Continental Divide: Wildlife, People, and the Border Wall is a strange and wondrous book. It relates, in colorful photos and breathless prose, the story of the U. S.-Mexico border in the dawn of the new American Century of Fear. In many ways an ugly story about what we've become, it's also a love story about one of the world's loveliest places. It is about our home.
It is ironic that one of the countries that clamored loudest for the removal of the Berlin Wall has now embarked on a massive wall-building project of its own. We have stabbed a massive steel structure "through the heart of one of the continent's richest and rarest ecological and cultural regions." We have created a police state in the region along our southern border. We have become the bad guys, bypassing our own laws, seizing private property, decimating our natural and human environment, flagrantly violating human rights, creating policies that have directly led to the horrific deaths of thousands of poor people (and untold numbers of our precious animals and plants), and turning a blind eye to the creation of violent criminal organizations.
Schlyer shows that the wall is ultimately a failure—it doesn't do what it was designed for, yet the disruptions to land, culture and ecosystems are monstrous.
At our peril, we thumb our noses at history and its lessons and proudly wear our ignorance on our sleeves. The border wall is an embarrassment, an abomination, an insult to all true Americans. The wall is a catastrophe—if we fail to acknowledge this, we are lying to ourselves. This book clearly explains why.
But Schlyer's argument is carefully entwined within the complex natural and human history of this region, where two vastly different nations slam up against each other in what formerly was an invisible line on a map or, at most, a few rusty strands of barbed wire. Nature, as is always the case in classical economics, is completely ignored and bears the brunt of our latest folly.

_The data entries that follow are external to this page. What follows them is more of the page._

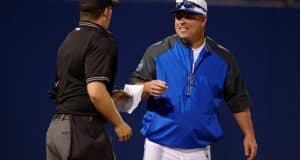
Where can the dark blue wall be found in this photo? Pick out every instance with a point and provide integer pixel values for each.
(264, 40)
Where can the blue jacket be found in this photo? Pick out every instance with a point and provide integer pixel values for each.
(185, 116)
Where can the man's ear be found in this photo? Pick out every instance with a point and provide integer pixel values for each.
(107, 11)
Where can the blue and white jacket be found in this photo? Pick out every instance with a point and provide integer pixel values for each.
(185, 116)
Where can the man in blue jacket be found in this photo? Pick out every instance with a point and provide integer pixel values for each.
(185, 77)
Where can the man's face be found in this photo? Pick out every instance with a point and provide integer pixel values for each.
(189, 26)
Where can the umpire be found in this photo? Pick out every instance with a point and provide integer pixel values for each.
(86, 68)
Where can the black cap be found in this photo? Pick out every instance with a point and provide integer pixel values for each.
(91, 5)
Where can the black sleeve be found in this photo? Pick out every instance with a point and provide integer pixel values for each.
(145, 70)
(235, 92)
(100, 60)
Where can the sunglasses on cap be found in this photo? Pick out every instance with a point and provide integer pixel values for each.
(188, 4)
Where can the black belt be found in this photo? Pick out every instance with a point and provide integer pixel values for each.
(61, 116)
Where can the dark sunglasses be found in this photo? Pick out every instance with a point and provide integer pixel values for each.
(188, 4)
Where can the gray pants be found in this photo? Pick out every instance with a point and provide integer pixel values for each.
(72, 137)
(58, 139)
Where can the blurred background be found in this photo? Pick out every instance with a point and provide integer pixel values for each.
(262, 34)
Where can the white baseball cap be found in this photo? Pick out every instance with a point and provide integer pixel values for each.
(191, 6)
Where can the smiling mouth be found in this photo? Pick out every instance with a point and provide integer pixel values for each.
(183, 28)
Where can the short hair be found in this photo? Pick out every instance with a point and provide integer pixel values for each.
(93, 9)
(91, 5)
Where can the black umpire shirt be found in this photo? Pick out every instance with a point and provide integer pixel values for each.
(88, 54)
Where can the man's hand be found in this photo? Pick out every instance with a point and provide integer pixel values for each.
(250, 147)
(155, 87)
(123, 131)
(119, 95)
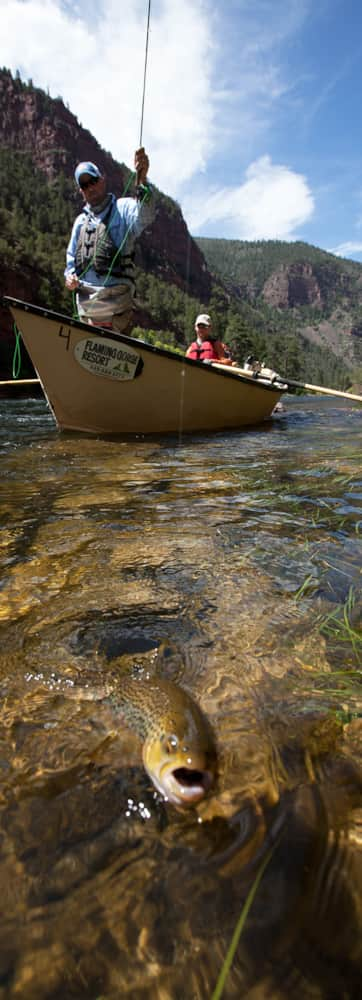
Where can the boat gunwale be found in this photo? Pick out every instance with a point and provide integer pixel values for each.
(134, 342)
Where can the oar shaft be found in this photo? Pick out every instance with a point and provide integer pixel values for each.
(322, 388)
(292, 383)
(20, 381)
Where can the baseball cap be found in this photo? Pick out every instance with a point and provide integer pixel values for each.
(86, 168)
(203, 318)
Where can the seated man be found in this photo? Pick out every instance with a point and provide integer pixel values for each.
(206, 347)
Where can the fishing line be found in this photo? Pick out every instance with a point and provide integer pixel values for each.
(145, 69)
(130, 179)
(17, 352)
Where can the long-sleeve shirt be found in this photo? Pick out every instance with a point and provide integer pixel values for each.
(128, 218)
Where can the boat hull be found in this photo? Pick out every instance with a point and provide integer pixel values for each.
(98, 381)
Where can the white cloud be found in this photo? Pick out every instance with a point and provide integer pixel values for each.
(348, 249)
(271, 203)
(93, 56)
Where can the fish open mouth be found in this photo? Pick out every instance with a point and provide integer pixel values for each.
(191, 783)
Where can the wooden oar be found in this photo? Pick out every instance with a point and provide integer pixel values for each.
(322, 388)
(289, 382)
(21, 381)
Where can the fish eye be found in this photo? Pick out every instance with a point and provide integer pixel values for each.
(170, 743)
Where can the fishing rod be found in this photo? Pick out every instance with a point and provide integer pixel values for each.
(144, 77)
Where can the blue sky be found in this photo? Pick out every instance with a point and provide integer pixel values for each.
(252, 107)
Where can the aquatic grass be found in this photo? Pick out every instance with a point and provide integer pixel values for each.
(219, 988)
(337, 625)
(308, 584)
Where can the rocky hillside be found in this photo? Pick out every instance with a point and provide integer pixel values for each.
(318, 293)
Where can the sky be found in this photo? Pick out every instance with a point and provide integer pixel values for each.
(250, 110)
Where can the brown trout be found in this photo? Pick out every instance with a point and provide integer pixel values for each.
(179, 752)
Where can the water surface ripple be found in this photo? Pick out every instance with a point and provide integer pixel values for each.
(231, 565)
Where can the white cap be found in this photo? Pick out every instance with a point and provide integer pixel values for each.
(203, 319)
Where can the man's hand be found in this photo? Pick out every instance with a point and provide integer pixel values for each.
(141, 163)
(71, 282)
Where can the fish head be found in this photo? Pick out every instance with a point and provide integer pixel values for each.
(181, 761)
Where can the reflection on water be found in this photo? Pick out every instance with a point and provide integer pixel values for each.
(230, 565)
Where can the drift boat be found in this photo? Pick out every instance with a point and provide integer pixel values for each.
(102, 382)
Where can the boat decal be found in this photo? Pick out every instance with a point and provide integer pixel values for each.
(103, 356)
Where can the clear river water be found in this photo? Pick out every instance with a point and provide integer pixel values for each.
(231, 565)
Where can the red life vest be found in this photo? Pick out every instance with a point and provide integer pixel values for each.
(202, 352)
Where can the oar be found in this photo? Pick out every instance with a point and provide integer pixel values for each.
(290, 383)
(322, 388)
(21, 381)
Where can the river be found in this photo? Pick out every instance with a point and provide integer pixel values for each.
(231, 565)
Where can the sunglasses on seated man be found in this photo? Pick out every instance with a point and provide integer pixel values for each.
(90, 183)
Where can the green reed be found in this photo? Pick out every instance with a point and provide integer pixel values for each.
(219, 988)
(338, 626)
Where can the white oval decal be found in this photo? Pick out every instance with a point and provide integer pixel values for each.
(103, 356)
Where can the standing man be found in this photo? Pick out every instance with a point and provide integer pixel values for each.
(100, 265)
(206, 347)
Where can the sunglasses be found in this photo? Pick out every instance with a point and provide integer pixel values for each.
(91, 183)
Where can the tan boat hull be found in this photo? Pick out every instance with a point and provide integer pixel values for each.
(166, 393)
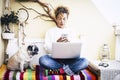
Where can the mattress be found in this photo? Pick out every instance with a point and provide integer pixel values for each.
(43, 74)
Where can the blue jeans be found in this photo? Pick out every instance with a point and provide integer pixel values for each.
(75, 64)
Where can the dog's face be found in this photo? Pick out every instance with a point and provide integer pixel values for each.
(32, 50)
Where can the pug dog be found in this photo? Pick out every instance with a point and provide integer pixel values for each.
(22, 58)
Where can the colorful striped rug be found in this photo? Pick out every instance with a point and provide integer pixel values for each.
(42, 74)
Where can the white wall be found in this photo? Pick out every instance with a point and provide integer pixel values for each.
(84, 17)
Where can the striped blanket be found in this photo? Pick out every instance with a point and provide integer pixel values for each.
(42, 74)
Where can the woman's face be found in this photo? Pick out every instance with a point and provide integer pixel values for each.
(61, 20)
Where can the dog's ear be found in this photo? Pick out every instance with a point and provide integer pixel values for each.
(29, 47)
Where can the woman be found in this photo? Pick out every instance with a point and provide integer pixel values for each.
(70, 66)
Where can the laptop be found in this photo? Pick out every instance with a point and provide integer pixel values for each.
(68, 50)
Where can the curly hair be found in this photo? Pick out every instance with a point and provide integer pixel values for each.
(61, 9)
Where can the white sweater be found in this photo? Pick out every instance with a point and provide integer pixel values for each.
(55, 33)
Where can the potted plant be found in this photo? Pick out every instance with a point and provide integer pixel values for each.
(6, 20)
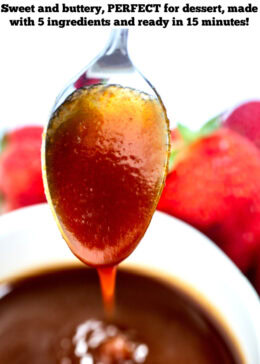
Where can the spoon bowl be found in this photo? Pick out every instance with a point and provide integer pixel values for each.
(105, 156)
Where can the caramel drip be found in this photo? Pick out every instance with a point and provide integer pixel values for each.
(107, 277)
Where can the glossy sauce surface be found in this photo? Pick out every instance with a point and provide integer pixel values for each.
(106, 157)
(57, 318)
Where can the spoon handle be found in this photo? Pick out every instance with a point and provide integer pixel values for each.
(117, 42)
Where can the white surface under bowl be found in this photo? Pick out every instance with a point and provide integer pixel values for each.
(29, 238)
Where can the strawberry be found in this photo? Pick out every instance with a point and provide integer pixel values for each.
(214, 185)
(256, 281)
(245, 120)
(20, 168)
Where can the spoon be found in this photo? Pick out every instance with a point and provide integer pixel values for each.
(105, 154)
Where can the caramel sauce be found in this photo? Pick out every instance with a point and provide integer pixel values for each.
(57, 317)
(107, 278)
(106, 161)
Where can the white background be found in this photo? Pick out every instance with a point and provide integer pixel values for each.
(198, 71)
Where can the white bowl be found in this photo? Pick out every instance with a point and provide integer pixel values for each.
(170, 249)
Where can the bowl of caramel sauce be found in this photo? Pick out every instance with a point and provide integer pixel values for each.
(179, 299)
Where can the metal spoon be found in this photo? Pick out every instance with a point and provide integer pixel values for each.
(111, 67)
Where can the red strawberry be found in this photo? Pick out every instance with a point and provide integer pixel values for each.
(20, 168)
(245, 120)
(256, 281)
(215, 186)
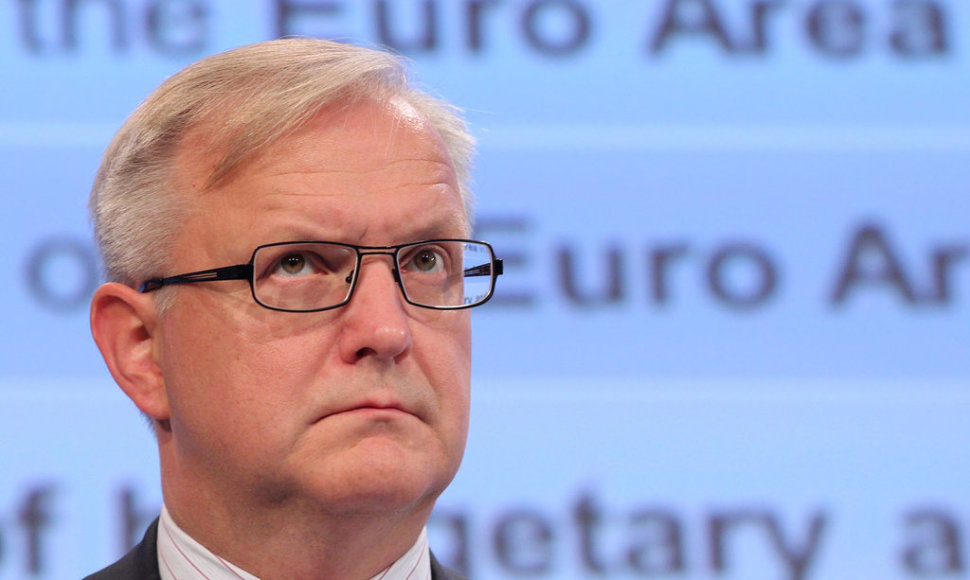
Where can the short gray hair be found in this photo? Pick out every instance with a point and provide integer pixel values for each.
(252, 96)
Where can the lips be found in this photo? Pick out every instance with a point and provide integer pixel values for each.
(368, 405)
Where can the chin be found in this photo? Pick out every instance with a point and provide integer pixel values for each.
(380, 475)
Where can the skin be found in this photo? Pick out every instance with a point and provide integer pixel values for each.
(303, 445)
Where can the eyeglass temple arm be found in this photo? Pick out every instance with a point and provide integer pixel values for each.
(238, 272)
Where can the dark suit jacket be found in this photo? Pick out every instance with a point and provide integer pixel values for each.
(141, 563)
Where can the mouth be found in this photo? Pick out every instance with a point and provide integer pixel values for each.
(377, 409)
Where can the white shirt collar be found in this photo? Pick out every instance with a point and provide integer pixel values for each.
(182, 558)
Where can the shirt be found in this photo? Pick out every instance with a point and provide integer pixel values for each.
(182, 558)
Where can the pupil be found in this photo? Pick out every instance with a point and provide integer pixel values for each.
(426, 260)
(293, 263)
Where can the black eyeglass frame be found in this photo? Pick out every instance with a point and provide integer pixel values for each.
(493, 269)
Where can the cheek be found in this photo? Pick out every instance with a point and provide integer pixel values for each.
(445, 353)
(235, 365)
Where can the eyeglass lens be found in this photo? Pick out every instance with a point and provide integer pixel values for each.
(316, 275)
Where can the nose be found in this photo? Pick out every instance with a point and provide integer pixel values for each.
(375, 323)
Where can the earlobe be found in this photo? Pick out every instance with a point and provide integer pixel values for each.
(125, 325)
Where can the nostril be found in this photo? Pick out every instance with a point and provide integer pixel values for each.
(365, 352)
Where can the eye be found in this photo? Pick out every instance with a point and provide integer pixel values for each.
(426, 261)
(294, 265)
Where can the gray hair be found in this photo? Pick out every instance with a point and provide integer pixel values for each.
(252, 96)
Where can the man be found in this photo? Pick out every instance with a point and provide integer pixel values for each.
(285, 230)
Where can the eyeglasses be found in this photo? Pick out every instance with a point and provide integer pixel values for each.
(311, 276)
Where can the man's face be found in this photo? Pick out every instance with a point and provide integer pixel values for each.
(361, 409)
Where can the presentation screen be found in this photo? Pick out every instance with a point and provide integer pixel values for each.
(731, 337)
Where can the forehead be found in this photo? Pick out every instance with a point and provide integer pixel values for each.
(351, 171)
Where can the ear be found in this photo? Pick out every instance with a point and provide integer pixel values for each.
(125, 325)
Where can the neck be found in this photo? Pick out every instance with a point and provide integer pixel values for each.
(284, 538)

The book's gorgeous photos range from wildlife to human portraits and from art shots to landscape photos. There is a single illustration of the somewhat bizarre, even grotesque, 1872 painting by John Gast called "American Progress." It features a blond goddess floating magically through the air at the forefront of Manifest Destiny, her diaphanous white gown held up on her left side by a single protruding nipple (we may slaughter Injuns, Meskins, and buff'lo, but by Gawd we're modest!).
If there's any weakness in the book, it's a failure to clearly offer and discuss specific solutions. However, that should not detract from its value as an overview of why this whole border thing is a big deal and important for all of us. If I wanted my dear old mother in Indiana to understand what's going on along the border, I'd send her this book.
Continental Divide should make you angry. Furious even. It is about tyranny. The U. S. government has lost control, not of its border, but of itself. The environmental and social destruction being done in the name of homeland security is appalling and ignores real solutions. It shows America at her worst and most jingoistic. The emperor state has seldom been more naked than it is here, portrayed in this clear-eyed, honest book. In many places I was deeply struck by the simple beauty and grace of Schlyer's prose.
She ends with a thoughtful reframing of "the border question":
The question is not: How do we keep people out of the United States who are poor and desperately need work? But rather: How do we best share a border with a country whose economic realities are different from our own, and how do we protect the natural world that connects us and is precious to both nations?
Krista Schlyer has thrown down a challenge to all of us—surely we can do better as Americans than to hide behind a giant steel wall like frightened children.